Тем временем Аграфена Ивановна подняла на ноги все Завидово. В самую последнюю минуту, решив, что будет слишком жестоко, если он просто исчезнет из дому, что мать в таком разе сошла бы с ума, Павлик вырвал из ученической тетрадки чистый лист, помусолил кончик химического карандаша и торопливо написал:
«Мама и Феня, обо мне не тужите. Ухожу на фронт. Павлик».
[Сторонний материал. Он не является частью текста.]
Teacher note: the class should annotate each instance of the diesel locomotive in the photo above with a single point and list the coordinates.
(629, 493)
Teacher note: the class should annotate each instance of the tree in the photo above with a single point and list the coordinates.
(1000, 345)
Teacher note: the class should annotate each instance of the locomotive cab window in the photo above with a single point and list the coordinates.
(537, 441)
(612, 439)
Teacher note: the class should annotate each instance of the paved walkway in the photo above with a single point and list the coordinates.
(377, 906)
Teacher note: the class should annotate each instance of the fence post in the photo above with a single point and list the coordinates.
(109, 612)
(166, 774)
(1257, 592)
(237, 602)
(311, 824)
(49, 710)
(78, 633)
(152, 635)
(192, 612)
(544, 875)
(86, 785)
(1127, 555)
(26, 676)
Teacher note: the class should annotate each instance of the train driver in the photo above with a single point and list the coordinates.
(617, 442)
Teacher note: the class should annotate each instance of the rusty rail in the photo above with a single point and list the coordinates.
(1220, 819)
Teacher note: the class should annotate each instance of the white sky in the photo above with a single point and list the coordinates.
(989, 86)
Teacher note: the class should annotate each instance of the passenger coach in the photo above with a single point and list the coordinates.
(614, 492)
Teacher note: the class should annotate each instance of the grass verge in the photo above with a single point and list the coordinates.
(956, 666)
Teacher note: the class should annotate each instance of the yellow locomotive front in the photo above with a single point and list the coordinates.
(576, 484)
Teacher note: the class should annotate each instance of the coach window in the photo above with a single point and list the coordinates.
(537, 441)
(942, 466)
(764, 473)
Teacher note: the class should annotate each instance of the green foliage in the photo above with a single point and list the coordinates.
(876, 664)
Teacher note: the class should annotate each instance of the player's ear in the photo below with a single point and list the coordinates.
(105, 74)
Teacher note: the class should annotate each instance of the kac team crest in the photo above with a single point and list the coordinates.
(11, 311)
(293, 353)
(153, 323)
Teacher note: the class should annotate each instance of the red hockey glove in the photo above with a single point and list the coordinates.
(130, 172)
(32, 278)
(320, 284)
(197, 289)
Мать обнаружила это сыновнее послание лишь в полдень, когда заглянула в амбар, чтобы захватить там грязную рубаху, сброшенную сыном, и постирать ее вместе с другой его справой. Она не удивилась, что не нашла там его самого: Павлик уходил в поле до свету, раньше того часу, когда она начинала доить корову, готовя ее к стаду. И на бумагу не обратила бы никакого внимания, если бы она не лежала на постели так, что не приметить ее нельзя было. Аграфена Ивановна когда-то окончила два класса, но то было очень уж давно, читать скоро разучилась, потому и отправилась с листом в избу, надеясь, что кто-нибудь из грамотеев заскочит к ним часом и прочитает. Пока что принялась за стирку, сперва поворчала, принюхиваясь к вывернутому карману, от которого явственно шибало в нос распроклятой махоркой — Павлик покуривал украдкой, и, как ни выбивал, ни вытрусывал карман, прежде чем передать штаны в материны руки, табачный запах сохранялся, был он, как известно, вообще неистребим. Аграфена пожалела, — в который-то уж раз! — что нету Дома Леонтия Сидоровича, который быстро нашел бы управу на непутевого мальчишку, вздохнула судорожно, прошептав автоматически «господи, господи», погрузила грязные портки в воду. Тихо вошел почтальон и так же тихо попросил:
— Аграфена, у тебя не найдется там?
— Чего тебе, Максим? — спросила она, не подымая головы, спросила просто так, для порядку, потому что отлично знала, с какою нуждой припожаловал к ней на сей раз почтальон. Да и Максим, видя, что его прекрасно поняли, не повторил своего вопроса, но терпеливо ждал, полагая, что это самое верное в его положении. В конце концов Аграфена Ивановна оставила свое занятие, ополоснула руки над лоханью, отправилась за перегородку к печке. Оттуда скомандовала сердито:
•.— Проходи к столу, чего уж там!
В ожидании угощения он и прочитал написанное Павликом. Собирался побежать к печке и сообщить Аграфене Ивановне эту новость, но вовремя спохватился: от таких вестей-новостей, чего доброго, хозяйка может и в обморок упасть, что и само по себе будет большим несчастьем, усугубленным для него, Максима, еще и тем, что о похмелке тогда и речи быть не может. Посему решил повременить, рассудив, что разницы большой не будет от того, узнает ли о бегстве сына на войну его мать часом раньше или позже. Может еще получиться и так: пока он опохмеляется, придумает какие-никакие утешительные слова, подготовит женщину, чтобы этот удар не угодил ей прямо в сердце.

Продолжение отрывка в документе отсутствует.